When a leader models the behavior they want their people to demonstrate, people tend to follow suit--whether positive or negative. If a leader rules with an iron first, regardless of the short-term results this approach brings, it could lead to a toxic work environment, resulting in poor engagement at multiple levels.
If a leader leads with purpose, integrity, and accountability, people will experience this, inviting the right mindset and behaviors that flow from that thinking.

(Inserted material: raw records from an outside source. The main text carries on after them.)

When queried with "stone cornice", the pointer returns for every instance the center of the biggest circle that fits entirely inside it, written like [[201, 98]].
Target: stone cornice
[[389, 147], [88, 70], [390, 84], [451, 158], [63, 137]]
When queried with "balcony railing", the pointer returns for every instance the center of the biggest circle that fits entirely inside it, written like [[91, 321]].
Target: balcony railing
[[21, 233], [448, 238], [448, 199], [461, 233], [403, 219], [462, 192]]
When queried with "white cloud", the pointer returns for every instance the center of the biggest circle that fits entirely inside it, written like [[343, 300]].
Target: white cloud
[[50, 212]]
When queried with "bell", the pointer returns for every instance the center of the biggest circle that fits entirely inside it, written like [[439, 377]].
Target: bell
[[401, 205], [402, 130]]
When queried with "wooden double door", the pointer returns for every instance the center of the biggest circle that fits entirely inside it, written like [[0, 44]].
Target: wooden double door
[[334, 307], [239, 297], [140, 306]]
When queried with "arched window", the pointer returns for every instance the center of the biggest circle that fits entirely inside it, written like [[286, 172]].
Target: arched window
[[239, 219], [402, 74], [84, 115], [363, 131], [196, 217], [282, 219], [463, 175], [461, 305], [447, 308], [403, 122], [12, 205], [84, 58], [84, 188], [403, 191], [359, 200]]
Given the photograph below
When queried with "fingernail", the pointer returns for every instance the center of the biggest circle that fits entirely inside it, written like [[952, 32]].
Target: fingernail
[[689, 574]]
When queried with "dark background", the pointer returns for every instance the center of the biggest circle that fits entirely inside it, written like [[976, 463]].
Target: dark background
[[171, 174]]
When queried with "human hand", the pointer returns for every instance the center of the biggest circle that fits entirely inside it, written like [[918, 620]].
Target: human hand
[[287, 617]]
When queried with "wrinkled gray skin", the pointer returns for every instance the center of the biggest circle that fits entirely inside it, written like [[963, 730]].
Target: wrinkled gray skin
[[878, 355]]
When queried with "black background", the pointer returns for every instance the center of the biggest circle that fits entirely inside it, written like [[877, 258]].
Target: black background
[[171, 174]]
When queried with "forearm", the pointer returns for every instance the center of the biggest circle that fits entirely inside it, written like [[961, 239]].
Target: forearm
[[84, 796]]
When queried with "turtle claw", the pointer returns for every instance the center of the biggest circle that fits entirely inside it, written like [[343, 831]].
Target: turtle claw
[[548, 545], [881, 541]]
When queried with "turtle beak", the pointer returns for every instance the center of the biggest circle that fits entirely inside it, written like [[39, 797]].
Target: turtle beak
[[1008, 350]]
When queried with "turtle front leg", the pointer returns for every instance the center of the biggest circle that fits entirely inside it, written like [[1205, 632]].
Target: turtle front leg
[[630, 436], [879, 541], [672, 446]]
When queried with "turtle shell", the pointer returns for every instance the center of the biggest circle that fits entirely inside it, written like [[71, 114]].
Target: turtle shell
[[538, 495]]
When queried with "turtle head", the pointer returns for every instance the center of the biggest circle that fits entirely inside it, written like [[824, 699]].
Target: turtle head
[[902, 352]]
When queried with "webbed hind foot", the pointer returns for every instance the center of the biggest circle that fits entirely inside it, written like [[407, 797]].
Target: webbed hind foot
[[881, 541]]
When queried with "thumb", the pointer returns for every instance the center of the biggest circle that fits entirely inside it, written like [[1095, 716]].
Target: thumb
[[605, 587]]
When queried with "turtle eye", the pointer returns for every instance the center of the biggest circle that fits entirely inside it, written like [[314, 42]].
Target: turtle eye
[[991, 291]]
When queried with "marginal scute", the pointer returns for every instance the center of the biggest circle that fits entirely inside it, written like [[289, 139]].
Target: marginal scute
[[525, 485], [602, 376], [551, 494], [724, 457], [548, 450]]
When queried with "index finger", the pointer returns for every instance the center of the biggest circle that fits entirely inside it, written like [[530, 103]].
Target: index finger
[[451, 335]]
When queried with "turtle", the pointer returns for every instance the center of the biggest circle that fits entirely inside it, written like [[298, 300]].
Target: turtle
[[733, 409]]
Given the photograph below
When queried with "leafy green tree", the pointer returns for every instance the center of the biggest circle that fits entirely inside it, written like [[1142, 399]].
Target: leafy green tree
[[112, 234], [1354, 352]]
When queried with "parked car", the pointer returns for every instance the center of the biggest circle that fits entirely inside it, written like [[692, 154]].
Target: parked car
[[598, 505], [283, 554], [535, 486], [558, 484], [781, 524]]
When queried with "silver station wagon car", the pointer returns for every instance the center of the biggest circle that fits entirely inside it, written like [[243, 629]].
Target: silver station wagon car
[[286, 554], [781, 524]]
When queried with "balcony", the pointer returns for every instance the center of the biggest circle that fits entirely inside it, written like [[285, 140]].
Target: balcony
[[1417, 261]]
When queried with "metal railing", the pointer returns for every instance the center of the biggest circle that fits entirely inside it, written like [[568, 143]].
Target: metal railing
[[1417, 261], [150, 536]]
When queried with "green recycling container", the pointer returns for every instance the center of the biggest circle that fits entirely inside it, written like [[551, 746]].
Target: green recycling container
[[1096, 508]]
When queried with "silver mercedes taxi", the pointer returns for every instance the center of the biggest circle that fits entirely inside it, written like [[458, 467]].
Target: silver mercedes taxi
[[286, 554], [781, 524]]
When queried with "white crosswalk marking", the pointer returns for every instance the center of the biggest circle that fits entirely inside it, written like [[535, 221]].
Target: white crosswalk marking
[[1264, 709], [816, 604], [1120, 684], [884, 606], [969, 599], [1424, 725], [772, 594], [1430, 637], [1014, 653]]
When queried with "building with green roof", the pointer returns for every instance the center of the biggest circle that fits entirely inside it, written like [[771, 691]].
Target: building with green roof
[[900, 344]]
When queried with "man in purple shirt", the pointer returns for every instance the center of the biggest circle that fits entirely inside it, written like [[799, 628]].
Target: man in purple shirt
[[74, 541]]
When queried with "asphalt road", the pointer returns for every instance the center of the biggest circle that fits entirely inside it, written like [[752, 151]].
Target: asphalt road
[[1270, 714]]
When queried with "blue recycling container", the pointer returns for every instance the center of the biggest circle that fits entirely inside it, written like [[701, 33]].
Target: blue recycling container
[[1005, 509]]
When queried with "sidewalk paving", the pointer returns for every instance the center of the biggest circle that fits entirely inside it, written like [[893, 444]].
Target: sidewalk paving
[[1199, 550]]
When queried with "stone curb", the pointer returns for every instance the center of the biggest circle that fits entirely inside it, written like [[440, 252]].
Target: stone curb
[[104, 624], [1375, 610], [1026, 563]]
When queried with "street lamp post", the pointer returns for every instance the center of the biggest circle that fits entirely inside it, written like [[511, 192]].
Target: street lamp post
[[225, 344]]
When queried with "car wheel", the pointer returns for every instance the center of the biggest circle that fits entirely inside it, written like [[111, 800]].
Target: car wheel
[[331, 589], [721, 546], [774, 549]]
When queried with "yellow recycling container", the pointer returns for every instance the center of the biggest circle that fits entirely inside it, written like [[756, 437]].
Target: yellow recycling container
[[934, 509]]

Modeling in this way is leading by example and creates expectations for others to follow.
Manage Culture to Fuel Engagement
We'd like to propose three tips for leaders to help shape culture and, ultimately, fuel engagement.
1. Model the Right Culture
Start by asking yourself: "What type of team and company culture engages me?" "What type of leader do I want to follow?" and "What is it about that leader's style that draws me in?"
Write down your thoughts and determine how and where you'll demonstrate those same traits.
2. Clarify Purpose at All Levels
Help your people understand the purpose of the organization, the team, and their own connection to the business results of the company by using tools such as storytelling and recognition to reinforce how the right actions impact company performance.
Water what you want to grow!
3. Make Feedback Real
Create a feedback-rich culture by inviting feedback that flows both up and down. Ask for feedback every day; even from people you normally wouldn't ask. Demonstrate that you want honesty through your own example of open and candid feedback exchanges.
Every person in an organization impacts engagement, but it's culture that truly fuels engagement, and culture is shaped by you and leaders at every level. By shaping the culture you want through modeling, purpose, and feedback, you'll increase engagement and fuel your company engine to accelerated performance.